Avocat la ville, Vincent Phulpin, collaborateur au cabinet parisien Sartorio, spécialisé en droit public, parlant sous le regard des directrices juridique et du service Education de la ville, a plaidé le « service non obligatoire » : « les collectivités ne sont pas tenues de créer autant de places qu'il y a de demandes (...) elles n'ont aucune obligation d'accepter des inscriptions au-delà des places disponibles... »
Isabelle Marion avait convenu que l'article L 131-13 du code de l'Education pouvait être ambigu, et qu'il fallait alors pour savoir comment l'interpréter, se rapporter aux débats parlementaires ayant précédé l'adoption du texte en janvier dernier. Elle avait trouvé la volonté de voir l'inscription à la cantine « comme un droit absolu », citant notamment la députée Marie-Anne Chapdelaine (PS) s'exclamant le 23 novembre 2016 : « tous les enfants ont le droit d'aller à la cantine. S'il ne devait ester qu'un budget, ce serait celui-là. On ne peut pas négocier avec la nourriture des enfants ».
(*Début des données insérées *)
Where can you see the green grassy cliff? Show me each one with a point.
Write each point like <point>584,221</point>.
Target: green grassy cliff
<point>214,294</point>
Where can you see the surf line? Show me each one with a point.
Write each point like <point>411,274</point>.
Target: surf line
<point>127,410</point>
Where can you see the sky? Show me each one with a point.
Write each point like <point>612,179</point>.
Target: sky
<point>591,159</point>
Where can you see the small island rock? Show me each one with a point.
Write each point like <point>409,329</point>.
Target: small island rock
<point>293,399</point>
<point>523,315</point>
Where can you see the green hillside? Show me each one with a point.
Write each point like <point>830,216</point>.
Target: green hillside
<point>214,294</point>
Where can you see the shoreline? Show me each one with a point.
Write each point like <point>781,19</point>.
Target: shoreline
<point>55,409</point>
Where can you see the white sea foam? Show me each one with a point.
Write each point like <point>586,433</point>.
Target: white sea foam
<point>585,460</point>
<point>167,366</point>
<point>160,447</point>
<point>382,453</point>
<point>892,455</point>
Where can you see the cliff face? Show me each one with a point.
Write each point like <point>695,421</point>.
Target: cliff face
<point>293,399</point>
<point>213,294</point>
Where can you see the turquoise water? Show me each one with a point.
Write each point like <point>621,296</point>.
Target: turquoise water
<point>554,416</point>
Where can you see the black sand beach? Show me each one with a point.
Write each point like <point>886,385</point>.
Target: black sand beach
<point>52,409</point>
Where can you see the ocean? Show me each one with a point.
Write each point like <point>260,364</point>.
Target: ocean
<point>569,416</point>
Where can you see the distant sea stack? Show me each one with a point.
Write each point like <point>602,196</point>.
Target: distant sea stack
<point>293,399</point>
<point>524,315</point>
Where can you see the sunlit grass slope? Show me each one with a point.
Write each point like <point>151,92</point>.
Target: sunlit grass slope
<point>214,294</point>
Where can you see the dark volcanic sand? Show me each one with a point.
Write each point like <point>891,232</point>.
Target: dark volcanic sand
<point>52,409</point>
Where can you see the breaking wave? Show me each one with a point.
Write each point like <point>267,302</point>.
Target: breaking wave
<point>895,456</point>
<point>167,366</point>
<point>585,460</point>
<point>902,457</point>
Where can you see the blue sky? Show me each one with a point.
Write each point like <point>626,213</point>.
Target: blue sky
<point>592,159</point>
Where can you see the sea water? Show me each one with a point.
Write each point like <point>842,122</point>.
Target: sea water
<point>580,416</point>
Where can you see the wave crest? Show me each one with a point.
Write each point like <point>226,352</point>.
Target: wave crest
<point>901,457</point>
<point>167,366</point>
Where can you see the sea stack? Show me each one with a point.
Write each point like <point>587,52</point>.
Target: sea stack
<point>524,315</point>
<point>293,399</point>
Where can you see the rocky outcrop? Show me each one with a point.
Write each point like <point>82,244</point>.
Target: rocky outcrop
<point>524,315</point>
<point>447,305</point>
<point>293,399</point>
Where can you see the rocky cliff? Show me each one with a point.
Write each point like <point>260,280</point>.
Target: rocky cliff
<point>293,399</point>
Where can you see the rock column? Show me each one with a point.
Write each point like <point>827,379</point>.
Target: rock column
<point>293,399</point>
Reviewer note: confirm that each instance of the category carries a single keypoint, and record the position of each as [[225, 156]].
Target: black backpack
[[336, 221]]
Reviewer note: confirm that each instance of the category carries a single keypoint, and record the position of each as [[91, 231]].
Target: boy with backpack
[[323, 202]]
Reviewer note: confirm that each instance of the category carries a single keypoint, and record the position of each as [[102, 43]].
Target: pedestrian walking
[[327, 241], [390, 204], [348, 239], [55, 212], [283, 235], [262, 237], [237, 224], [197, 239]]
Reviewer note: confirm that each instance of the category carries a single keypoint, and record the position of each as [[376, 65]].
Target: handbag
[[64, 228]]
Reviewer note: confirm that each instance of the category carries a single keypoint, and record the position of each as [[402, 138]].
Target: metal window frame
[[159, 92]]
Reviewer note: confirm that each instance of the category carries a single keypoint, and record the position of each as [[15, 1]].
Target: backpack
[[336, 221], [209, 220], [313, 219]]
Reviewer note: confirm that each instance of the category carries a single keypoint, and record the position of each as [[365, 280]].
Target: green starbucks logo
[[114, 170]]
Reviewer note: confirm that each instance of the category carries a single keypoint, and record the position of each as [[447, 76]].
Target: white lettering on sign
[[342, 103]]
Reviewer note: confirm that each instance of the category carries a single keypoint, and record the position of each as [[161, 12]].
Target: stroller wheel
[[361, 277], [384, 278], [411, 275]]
En réponse, Vincent Phulpin met en avant le rejet du texte par le Sénat qui refusait « les charges supplémentaires » pour les communes. N'entrant pas dans le distingo entre loisirs périscolaires et cantine, il invoque la limite de 300 places pour les sites d'accueil périscolaire qui représente « non pas un enjeu financier, mais pratique et matériel ». Il assure aussi : « 500 enfants sont concernés par le refus d'inscription à la cantine. La commune n'a pas les moyens de les accueillir ».
Interrogée par le président du tribunal, Xavier Faessel, Céline Guyon explique avoir été obligée d'emprunter pour prendre en charge des frais de garde de 300 euros par mois... Puis, s'appuyant sur le projet de loi qui sature l'espace médiatique sur le droit à l'erreur vis à vis de l'administration, elle le réclame pour elle-même, reconnaissant qu'elle était hors délai pour inscrire son fils à la cantine et aux activités périscolaires.